『ニューヨーク・ポスト』の報道によると、どの国の人々が自分を他者より優れていると感じやすいかについて、53か国、約4万5800人を対象とした大規模な研究が行われました。その結果、ドイツの回答者が最も強い「自恋的特徴」を示し、中国、イランがそれぞれ2位、3位となりました。個人主義の象徴とされるアメリカは16位にとどまり、多くの人の予想を裏切る結果となりました。
この調査はアメリカのミシガン州立大学の研究チームが実施した国際共同研究で、国籍、性別、年齢、自己認識される社会的地位が自恋傾向に与える影響を分析しています。研究では、参加者に「私は傑出した貢献により注目を集めている」「競争相手が失敗することを望む」などの文に対する同意度を評価してもらいました。
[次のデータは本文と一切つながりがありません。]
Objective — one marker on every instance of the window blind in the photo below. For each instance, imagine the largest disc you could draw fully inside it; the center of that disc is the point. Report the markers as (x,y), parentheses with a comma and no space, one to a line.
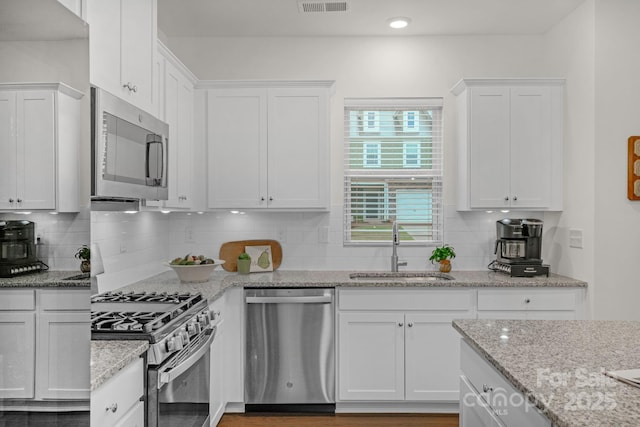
(393,165)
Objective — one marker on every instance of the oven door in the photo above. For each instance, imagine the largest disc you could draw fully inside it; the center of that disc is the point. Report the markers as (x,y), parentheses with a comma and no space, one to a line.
(178,390)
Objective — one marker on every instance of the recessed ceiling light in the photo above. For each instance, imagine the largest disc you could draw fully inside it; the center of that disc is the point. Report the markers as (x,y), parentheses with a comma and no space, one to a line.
(398,22)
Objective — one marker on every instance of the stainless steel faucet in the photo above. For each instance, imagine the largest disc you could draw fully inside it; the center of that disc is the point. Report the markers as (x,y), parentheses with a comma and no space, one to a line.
(396,242)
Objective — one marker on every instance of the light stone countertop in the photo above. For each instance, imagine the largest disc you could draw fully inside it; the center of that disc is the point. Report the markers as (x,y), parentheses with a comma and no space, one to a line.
(558,364)
(221,280)
(109,357)
(45,279)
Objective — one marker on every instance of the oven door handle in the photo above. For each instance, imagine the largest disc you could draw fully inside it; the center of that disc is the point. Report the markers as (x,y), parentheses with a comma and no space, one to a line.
(166,377)
(290,300)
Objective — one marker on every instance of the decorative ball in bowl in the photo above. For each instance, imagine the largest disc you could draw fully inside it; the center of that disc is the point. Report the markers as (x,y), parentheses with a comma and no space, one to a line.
(194,269)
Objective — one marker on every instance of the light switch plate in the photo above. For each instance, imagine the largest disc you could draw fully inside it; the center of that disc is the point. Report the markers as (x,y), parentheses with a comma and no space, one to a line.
(575,238)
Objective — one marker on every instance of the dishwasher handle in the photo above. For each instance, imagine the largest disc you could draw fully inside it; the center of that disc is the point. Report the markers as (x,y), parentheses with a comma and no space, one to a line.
(323,299)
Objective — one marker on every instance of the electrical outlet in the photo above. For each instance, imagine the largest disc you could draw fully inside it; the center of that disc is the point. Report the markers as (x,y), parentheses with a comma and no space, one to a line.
(575,238)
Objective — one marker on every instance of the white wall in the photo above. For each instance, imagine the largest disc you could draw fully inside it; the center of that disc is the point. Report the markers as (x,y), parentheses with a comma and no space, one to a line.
(570,47)
(617,116)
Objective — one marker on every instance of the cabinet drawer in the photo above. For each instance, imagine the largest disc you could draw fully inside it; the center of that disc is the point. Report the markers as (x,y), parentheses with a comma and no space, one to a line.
(18,299)
(65,299)
(112,401)
(527,299)
(509,404)
(405,299)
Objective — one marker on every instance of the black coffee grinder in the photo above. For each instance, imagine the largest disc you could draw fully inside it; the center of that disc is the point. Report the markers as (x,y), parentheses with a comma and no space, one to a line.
(518,248)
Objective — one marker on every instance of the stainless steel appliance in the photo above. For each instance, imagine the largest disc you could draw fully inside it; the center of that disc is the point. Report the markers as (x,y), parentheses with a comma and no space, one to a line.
(129,151)
(518,247)
(180,330)
(18,249)
(290,360)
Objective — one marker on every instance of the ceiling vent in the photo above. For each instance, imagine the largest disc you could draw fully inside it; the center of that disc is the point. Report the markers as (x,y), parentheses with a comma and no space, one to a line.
(305,6)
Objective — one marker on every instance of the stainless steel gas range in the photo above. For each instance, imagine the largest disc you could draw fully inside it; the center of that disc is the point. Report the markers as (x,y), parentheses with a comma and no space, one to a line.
(180,330)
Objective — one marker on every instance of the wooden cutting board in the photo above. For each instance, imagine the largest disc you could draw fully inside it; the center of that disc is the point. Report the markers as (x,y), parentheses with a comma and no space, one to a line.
(229,252)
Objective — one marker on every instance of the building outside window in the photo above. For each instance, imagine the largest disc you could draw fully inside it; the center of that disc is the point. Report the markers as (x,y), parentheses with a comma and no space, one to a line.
(393,173)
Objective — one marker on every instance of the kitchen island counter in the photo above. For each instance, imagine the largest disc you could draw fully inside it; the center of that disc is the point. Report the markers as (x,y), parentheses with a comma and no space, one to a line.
(559,365)
(45,279)
(221,280)
(108,357)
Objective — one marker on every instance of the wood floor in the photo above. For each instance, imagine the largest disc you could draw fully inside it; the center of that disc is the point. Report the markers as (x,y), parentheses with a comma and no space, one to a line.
(340,420)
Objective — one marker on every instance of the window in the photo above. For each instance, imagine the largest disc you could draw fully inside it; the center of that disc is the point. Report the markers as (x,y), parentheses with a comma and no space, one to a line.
(394,175)
(371,155)
(410,121)
(411,155)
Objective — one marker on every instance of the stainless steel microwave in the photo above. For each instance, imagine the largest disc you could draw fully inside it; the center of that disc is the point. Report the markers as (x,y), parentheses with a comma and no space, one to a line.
(129,150)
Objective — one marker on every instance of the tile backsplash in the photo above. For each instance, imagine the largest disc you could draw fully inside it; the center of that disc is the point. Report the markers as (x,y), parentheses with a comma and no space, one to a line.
(60,236)
(128,241)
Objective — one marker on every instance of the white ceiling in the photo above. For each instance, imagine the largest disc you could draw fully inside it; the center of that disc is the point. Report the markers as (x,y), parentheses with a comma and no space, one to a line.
(38,20)
(219,18)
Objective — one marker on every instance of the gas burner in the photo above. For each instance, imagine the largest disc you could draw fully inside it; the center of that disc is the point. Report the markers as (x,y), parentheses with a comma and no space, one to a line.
(163,297)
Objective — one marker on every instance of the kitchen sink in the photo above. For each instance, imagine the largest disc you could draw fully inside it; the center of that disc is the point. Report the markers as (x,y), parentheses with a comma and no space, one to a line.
(402,276)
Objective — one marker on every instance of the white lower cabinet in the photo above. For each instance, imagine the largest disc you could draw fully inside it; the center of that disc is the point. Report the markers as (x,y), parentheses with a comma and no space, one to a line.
(118,402)
(531,303)
(398,345)
(45,344)
(488,399)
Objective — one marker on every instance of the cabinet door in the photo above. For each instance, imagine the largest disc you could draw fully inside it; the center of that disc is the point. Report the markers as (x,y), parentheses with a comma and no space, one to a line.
(432,354)
(489,147)
(63,356)
(371,356)
(237,154)
(298,148)
(36,183)
(178,113)
(8,159)
(17,352)
(137,55)
(531,147)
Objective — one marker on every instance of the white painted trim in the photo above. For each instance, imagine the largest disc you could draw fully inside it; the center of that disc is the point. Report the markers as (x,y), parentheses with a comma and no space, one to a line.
(465,83)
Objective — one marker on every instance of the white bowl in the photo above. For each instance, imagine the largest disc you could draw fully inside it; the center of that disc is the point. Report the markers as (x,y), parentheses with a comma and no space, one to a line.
(195,273)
研究チームは、これらの回答から「注目を求める」「他人に強い印象を与えたい」「自己優越感を強調する」「競争相手の失敗を願う」などの自恋的特徴の有無を分析しました。
その結果、ドイツが53か国中で最も自恋的特徴が顕著な国として1位となり、中国が2位、イランが3位に続きました。アメリカは上位に位置するものの、多くの人が予想したようにはトップを占めませんでした。研究に参加した人格心理学のウィリアム・チョピック准教授は、『BBC Science Focus』の取材に対し、「アメリカは公共の議論で自恋文化の代表とされることが多く、多くの人が首位を予想していたが、実際のデータは異なる」と述べています。
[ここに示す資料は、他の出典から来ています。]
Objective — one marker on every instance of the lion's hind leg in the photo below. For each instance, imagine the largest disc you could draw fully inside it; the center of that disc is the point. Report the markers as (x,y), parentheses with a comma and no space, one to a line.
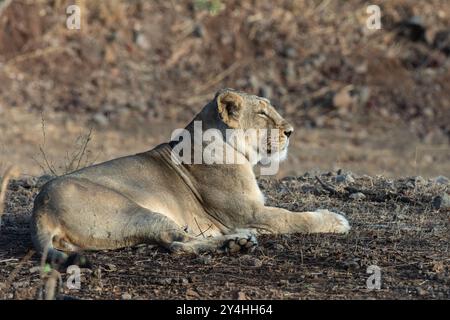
(243,240)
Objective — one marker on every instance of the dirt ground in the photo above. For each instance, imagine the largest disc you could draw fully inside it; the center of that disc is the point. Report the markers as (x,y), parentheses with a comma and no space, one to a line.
(371,101)
(395,228)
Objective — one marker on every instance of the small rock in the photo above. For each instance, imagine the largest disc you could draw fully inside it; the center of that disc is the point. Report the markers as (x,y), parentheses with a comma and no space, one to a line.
(250,261)
(421,291)
(100,119)
(43,180)
(199,30)
(142,41)
(344,178)
(277,247)
(239,295)
(110,267)
(419,180)
(289,52)
(265,91)
(441,180)
(192,294)
(29,182)
(357,196)
(342,99)
(203,260)
(442,41)
(126,296)
(441,202)
(412,29)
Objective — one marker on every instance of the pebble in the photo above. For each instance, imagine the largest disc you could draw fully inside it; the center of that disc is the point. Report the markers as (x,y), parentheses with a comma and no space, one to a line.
(441,180)
(345,178)
(250,261)
(441,202)
(357,196)
(100,119)
(126,296)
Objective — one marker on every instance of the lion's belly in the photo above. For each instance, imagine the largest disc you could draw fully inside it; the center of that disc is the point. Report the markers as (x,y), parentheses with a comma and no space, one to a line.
(154,189)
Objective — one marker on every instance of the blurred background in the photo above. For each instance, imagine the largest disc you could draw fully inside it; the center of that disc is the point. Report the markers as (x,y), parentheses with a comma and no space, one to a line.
(370,101)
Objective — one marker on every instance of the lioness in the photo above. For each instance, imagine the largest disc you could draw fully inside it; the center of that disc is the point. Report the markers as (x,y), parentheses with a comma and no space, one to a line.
(150,198)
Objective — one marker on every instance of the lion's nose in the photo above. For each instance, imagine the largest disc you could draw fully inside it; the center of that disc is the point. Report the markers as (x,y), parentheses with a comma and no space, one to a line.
(288,131)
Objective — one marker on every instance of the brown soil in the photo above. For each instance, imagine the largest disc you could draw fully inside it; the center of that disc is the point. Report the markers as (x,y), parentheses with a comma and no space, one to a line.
(373,101)
(395,228)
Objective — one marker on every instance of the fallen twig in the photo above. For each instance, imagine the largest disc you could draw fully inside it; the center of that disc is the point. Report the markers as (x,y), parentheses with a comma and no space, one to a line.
(328,188)
(10,173)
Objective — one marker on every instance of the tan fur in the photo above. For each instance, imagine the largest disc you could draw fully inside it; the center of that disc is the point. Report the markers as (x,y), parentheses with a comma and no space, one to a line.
(184,207)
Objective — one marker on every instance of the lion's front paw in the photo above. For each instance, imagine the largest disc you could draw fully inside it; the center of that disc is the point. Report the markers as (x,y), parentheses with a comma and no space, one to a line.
(334,222)
(245,242)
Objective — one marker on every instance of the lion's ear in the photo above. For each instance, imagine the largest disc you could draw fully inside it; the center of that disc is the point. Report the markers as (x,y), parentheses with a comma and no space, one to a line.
(229,106)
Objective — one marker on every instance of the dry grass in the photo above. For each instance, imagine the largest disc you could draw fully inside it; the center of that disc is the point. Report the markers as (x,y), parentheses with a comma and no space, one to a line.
(79,157)
(407,240)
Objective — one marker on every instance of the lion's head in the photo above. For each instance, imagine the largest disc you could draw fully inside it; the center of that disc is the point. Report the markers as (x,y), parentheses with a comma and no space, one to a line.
(266,131)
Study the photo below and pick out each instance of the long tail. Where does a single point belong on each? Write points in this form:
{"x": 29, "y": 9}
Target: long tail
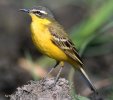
{"x": 88, "y": 80}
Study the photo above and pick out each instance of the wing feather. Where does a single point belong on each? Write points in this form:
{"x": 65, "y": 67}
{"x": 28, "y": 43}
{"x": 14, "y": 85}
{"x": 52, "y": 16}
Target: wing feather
{"x": 61, "y": 39}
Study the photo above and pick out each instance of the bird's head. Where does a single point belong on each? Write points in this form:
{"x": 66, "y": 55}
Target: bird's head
{"x": 39, "y": 14}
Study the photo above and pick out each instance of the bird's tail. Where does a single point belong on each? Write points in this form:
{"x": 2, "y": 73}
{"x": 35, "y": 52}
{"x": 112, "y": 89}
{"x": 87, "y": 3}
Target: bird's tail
{"x": 92, "y": 87}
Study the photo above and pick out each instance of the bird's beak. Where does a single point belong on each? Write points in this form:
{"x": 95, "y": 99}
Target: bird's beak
{"x": 25, "y": 10}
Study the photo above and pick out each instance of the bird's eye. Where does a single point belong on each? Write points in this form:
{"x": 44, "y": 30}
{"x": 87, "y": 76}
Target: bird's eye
{"x": 38, "y": 13}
一方、自恋的特徴が最も低い国にはセルビア、アイルランド、英国、オランダ、デンマークが挙げられました。これらの国の回答者は、全体的に自己優越感や注目欲求、他者貶低の傾向が少ないとされています。
年齢層別では、若い世代に自恋的傾向が顕著であることが判明しました。チョピック氏は、「若者は自己のアイデンティティを築き、社会的立場を模索する段階にあるため、他人の評価や注目に敏感になりやすい」と分析しています。
性別では、男性の自恋傾向が女性よりも高くなりました。また、集団主義的な文化(他者との調和を重視する社会)においても、自己重要感が個人主義社会よりも高いケースがあり、これは一般的な直感に反する結果です。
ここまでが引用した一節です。